After my mom passed, my sister became the keeper of the family photos, drawings and such. Now whenever I visit my sister Jen’s home, I feel like I’m simultaneously stepping back and forward in time. Her home, for me, is a shrine of sorts to our mom. I recognize almost every object there that is connected with her. The armoire that sat in our dinning room, as children, stands near her front door. The one we’d run past a thousand times. The one where sometimes at just the right moment you’d rummage through the bottom drawer and find tiny treasures. Or the small woodcut/painting above Jen’s kitchen sink that used to hang in our childhood kitchen. It holds the motif of the same country vibe. Ma used to say, “People say my style is shabby chic.” She’d follow her statement with an uproarious laughter and a wide smile.

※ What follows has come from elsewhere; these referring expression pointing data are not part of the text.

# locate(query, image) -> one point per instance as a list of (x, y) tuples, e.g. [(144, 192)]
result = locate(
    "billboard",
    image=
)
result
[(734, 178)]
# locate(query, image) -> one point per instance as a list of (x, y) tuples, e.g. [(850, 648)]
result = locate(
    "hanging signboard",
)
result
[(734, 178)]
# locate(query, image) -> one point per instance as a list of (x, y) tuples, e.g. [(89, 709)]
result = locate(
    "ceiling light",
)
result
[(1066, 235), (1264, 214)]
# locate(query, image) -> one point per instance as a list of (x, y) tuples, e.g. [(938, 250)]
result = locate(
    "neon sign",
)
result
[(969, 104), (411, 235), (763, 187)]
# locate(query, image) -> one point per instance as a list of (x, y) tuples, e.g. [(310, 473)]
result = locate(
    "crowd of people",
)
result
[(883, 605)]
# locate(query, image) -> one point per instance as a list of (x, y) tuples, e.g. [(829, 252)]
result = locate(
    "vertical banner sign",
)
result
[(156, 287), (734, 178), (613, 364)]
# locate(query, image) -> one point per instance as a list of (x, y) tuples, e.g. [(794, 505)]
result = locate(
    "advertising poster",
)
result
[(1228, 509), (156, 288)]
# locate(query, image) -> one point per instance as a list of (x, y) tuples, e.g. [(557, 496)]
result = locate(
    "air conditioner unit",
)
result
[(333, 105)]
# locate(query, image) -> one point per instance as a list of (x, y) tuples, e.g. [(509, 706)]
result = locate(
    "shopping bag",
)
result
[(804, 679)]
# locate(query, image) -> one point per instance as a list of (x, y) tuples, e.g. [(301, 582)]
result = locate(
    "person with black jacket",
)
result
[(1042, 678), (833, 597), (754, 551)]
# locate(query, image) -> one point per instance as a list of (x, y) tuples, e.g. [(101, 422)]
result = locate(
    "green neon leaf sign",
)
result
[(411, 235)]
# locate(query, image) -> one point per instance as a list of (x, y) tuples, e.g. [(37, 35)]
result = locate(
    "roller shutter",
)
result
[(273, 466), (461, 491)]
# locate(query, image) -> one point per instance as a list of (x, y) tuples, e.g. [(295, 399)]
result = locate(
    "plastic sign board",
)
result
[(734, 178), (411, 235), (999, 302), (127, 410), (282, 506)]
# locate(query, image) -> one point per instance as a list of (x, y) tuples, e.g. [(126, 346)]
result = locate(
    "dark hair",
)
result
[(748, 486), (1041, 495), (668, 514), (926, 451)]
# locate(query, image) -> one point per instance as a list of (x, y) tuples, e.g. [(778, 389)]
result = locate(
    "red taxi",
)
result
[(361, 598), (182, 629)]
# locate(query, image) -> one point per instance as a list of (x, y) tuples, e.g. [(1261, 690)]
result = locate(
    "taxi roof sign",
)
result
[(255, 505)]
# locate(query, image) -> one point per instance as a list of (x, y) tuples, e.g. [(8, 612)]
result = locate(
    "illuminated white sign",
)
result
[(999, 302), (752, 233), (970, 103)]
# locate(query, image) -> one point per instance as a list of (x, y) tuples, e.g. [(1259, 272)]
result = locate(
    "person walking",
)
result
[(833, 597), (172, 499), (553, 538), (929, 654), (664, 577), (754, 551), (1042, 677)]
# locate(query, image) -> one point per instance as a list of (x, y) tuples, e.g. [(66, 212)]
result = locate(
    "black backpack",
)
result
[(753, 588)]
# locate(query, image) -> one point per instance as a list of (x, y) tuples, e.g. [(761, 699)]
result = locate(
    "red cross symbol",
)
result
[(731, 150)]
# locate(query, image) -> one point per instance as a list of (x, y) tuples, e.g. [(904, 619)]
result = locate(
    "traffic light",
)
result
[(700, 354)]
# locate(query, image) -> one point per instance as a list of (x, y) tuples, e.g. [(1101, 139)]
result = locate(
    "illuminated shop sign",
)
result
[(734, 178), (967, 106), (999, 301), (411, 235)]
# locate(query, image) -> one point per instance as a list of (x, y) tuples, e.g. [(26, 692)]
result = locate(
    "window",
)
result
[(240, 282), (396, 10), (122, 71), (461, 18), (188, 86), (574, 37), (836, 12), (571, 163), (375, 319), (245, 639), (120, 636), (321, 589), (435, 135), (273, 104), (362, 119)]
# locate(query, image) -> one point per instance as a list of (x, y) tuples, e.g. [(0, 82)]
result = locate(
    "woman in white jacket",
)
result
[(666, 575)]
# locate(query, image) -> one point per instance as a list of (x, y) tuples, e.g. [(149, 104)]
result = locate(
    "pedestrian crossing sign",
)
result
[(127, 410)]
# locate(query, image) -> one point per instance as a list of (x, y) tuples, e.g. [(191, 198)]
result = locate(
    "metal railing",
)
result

When you lean in and look closely at that miniature scene hanging there, you’ll glimpse the dotted pale blue and titanium white reminiscent of the south of France, somehow it stands as a nod to Ma’s bohemian style. There it is hangin on the wall, Ma’s eclectic, inclusionary nature, her quiet knowing.
Round the corner and I find the tall standing lamp in Jen’s living room whose dimmer nob sortaworks. (Even now) it conjures memories of the times Ma would jimmy it to get it working. That was Ma, the quintessential figure-it-outer. The most can-do human I’ve ever known. She always found a way to make something work. She always found a way to turn the light on in any situation. In later years, as I matured and had the wherewithal to contemplate my parents more, I inquired of her, “Ma, how did you learn to enjoy life so much? How did you get like that?” She paused what she was doing and looked up above her glasses. She knew it was a moment of depth amidst the everyday so calibrating herself to drop a bit of wisdom, she said in that casual style of hers, “After my father’s death, I spent a lot of time with Mrs Applegate.” Returning to her stitching she went on, “Mrs Applegate taught me a lot about how to really enjoy life.”
With the loss of her father at 12 years old, Ma faced her biggest obstacle at that time. She loved him deeply. His exit left an incalculable loss for her. Yet what she did in the wake of all that was remarkable, she didn’t fold, she sought those who knew how to live life well beginning with Mrs Applegate. She found models of the joie de vivre and fashioned her own self out of that clay.
The month of December holds the anniversary of Ma’s passing. I find myself feeling grateful for all the colorful toothpicks Ma put in the food at our birthdays, all the ways she lit up when we walked into the room, all the soups she made us and all the joys she brought to our lives both large and small. She showed us how to live.